Alfano e l'imponderabile scissione del quid, cronache da un partito-atomo
Ora che la minaccia di scissione circola in un Ncd che per giunta è insofferente ai vertici (“Angelino scegli: o ministro o leader di partito”), e ora che persino una parziale scissione del Ncd dal governo Renzi non pare più roba da fantascienza, la piccola rendita da scissione precedente (quella dal Pdl) deve apparire quasi una beffa al ministro dell'Interno.
Roma. Ora che la minaccia di scissione circola in un Ncd che per giunta è insofferente ai vertici (“Angelino scegli: o ministro o leader di partito”), e ora che persino una parziale scissione del Ncd dal governo Renzi non pare più roba da fantascienza, la piccola rendita da scissione precedente (quella dal Pdl) deve apparire quasi una beffa ad Angelino Alfano, ministro dell’Interno e segretario di partito che finora aveva tenuto in piedi la baracca, con i suoi malumori, proprio in virtù dell’essersi “scisso” a tempo debito.

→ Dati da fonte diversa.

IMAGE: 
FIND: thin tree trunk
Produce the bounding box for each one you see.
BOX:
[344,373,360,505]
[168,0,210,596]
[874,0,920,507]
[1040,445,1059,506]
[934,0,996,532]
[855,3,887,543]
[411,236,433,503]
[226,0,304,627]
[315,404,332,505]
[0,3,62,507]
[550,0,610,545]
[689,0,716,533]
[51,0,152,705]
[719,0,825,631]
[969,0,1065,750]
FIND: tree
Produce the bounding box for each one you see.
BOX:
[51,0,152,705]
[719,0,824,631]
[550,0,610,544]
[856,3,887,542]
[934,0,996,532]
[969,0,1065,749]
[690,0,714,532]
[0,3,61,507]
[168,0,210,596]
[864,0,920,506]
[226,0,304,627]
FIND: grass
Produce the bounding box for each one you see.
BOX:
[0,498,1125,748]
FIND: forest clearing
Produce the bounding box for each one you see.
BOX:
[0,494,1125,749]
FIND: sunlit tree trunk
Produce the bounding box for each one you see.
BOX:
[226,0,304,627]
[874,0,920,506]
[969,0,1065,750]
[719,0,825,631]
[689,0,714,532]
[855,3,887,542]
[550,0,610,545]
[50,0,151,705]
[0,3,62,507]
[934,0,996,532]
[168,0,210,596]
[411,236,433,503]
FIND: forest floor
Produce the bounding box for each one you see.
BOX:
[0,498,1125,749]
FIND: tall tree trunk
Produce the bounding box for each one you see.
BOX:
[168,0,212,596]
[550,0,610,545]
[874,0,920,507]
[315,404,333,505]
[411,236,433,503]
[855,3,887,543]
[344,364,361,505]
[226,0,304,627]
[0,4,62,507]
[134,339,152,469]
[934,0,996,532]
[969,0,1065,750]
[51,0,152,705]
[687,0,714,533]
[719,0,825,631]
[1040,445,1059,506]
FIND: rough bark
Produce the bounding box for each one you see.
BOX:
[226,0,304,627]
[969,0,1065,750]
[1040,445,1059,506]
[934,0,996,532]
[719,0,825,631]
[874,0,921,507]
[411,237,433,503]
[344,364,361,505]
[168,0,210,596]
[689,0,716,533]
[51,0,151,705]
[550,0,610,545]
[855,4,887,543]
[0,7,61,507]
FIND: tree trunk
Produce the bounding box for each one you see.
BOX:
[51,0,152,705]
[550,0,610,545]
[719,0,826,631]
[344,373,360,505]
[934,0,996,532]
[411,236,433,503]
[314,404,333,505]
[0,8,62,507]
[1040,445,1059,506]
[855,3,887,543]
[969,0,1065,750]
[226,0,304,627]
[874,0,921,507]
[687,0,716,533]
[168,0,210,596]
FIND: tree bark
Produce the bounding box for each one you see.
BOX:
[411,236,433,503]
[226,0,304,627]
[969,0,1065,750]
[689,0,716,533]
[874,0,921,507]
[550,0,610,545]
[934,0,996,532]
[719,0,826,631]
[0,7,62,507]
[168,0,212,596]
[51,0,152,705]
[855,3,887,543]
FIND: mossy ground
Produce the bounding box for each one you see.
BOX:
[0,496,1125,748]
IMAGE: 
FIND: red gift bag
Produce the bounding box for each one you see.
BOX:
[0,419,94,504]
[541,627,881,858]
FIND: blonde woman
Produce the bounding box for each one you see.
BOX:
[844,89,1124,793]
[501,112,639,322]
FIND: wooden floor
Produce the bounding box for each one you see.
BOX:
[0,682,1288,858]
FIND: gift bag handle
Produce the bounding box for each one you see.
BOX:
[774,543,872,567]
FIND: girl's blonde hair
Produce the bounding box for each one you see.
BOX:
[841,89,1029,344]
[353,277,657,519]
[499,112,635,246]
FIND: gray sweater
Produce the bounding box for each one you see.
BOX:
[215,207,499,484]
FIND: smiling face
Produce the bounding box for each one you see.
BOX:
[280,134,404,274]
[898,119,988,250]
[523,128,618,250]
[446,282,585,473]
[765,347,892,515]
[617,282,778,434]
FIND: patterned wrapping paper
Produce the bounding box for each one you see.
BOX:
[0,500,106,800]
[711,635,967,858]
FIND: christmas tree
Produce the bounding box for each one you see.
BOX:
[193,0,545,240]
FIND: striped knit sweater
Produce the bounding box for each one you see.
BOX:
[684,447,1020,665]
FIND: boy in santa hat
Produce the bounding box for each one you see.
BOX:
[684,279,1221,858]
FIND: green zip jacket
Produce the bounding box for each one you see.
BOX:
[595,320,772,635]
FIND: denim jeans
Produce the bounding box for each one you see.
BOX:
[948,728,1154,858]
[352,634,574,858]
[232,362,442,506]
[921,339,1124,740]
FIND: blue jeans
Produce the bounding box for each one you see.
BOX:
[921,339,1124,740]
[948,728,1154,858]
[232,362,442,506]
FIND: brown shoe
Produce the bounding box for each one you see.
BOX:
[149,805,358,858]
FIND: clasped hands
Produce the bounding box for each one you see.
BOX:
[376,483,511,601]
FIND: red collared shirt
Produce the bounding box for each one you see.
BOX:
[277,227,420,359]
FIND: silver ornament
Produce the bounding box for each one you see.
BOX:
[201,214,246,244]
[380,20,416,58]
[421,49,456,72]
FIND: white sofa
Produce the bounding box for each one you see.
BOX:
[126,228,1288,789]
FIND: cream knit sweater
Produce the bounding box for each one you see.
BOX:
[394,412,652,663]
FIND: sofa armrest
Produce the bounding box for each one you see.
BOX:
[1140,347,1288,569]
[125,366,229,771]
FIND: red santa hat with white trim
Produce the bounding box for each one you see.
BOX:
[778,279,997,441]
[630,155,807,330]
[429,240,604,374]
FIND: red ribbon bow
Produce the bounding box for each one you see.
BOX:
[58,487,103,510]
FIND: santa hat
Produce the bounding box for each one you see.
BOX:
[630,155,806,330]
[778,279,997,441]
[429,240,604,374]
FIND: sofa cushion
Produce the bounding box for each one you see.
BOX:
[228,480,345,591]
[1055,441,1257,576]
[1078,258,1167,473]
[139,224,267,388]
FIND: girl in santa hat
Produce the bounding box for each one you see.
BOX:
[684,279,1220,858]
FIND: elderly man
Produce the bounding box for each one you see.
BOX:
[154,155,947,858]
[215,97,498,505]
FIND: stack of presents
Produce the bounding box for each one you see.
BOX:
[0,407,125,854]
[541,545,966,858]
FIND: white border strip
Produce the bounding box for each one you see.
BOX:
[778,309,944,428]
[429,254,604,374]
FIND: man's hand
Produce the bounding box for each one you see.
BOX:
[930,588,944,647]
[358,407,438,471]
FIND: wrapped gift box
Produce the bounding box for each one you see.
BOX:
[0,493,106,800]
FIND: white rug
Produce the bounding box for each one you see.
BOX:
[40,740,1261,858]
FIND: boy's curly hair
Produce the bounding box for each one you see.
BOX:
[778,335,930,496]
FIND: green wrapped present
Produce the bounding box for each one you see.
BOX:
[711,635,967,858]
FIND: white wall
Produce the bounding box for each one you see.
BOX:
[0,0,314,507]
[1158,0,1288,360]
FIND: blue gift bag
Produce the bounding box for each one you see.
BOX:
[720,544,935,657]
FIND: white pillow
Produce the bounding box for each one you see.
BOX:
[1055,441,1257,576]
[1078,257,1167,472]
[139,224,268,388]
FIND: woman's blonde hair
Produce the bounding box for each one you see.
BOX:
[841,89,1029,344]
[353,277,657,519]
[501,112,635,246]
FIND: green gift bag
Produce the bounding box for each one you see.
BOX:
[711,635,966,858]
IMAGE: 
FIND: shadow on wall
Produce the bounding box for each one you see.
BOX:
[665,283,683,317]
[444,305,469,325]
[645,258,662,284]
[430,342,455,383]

Eppure c’è stato un momento in cui il presente pareva sorridere ad Angelino Alfano, ministro dell’Interno targato Ncd e (allora) vicepremier diversamente detentore del “quid” che serve ad affermare il vero peso della leadership in politica: sì, è vero che Silvio Berlusconi aveva forse detto, poi smentendo, che a quell’Angelino, suo pupillo incoronato segretario del Pdl nel 2011, il quid sembrava ancora mancare nel 2012 (da segretario del Pdl, alla prova dei fatti, Angelino aveva fatto flop alle elezioni amministrative). E sì, è vero che da quel momento in poi era stato un mezzo-incubo: faccio le primarie nel centrodestra, non faccio le primarie nel centrodestra, se le faccio dimostro di avere il quid, se non le faccio confermo che non ce l’ho, e alla fine era andata a finire che le primarie, complice la ridiscesa in campo di B. e lo sfumare del piano “Alfano leader dei moderati”, non erano state fatte, e tutti quelli che avevano pensato a un Angelino che infine diventa “leader con il quid” avevano scosso la testa (no, non ce l’ha, vedi che avevano ragione gli altri?). Poi, improvvisamente, per Angelino, qualcosa era andato per il verso giusto. E nel 2013, dopo le elezioni politiche, dopo i mesi incerti alla ricerca di un governo, dopo la formazione di un governo di larghe intese, l’Angelino-non-più pupillo del Cav., alla faccia del quid forse ancora mancante, ormai protagonista di scissione (dal Pdl), non soltanto era stato visto darsi “il cinque” con l’allora premier pd Enrico Letta, ma era stato immortalato mentre, seduto accanto a Letta, in Aula, un po’ sorridente e un po’ pensieroso, si apprestava all’atto finale dell’operazione “parricidio”: ri-fiduciare il governo, fare gruppo a sé, uccidere metaforicamente Silvio Berlusconi, tentare di sentirsi – se non di essere in tutto e per tutto – un ex delfino che ha deciso di andare da solo.
[**Video_box_2**]Era l’autunno del 2013, il Nuovo centrodestra muoveva i primi passi, e di Angelino Alfano si diceva che avesse mostrato, dopo innumerevoli vicissitudini, il famoso quid che nessuno gli aveva mai del tutto voluto riconoscere. “Sono qui ad annunciare pubblicamente la nascita dei gruppi parlamentari del Nuovo centrodestra, per via di una decisione che mai avremmo creduto di dover assumere e che nasce dal no all’adesione a Forza Italia”, diceva Alfano aggiungendo che quella, per lui, era stata una scelta dolorosa e amarissima”. E dava l’addio al partito di Silvio Berlusconi con toni accorati (“continuiamo a provare profondo affetto: con i padri spesso si litiga ma l’amore resta”). “Siamo il movimento politico del futuro che senza paura e senza nostalgia porterà avanti le proprie idee”, diceva l’Angelino dei giorni da leone. Figurarsi come deve sentirsi adesso che l’impossibile scissione del quid (manco fosse l’atomo) si fa improvvisamente probabile.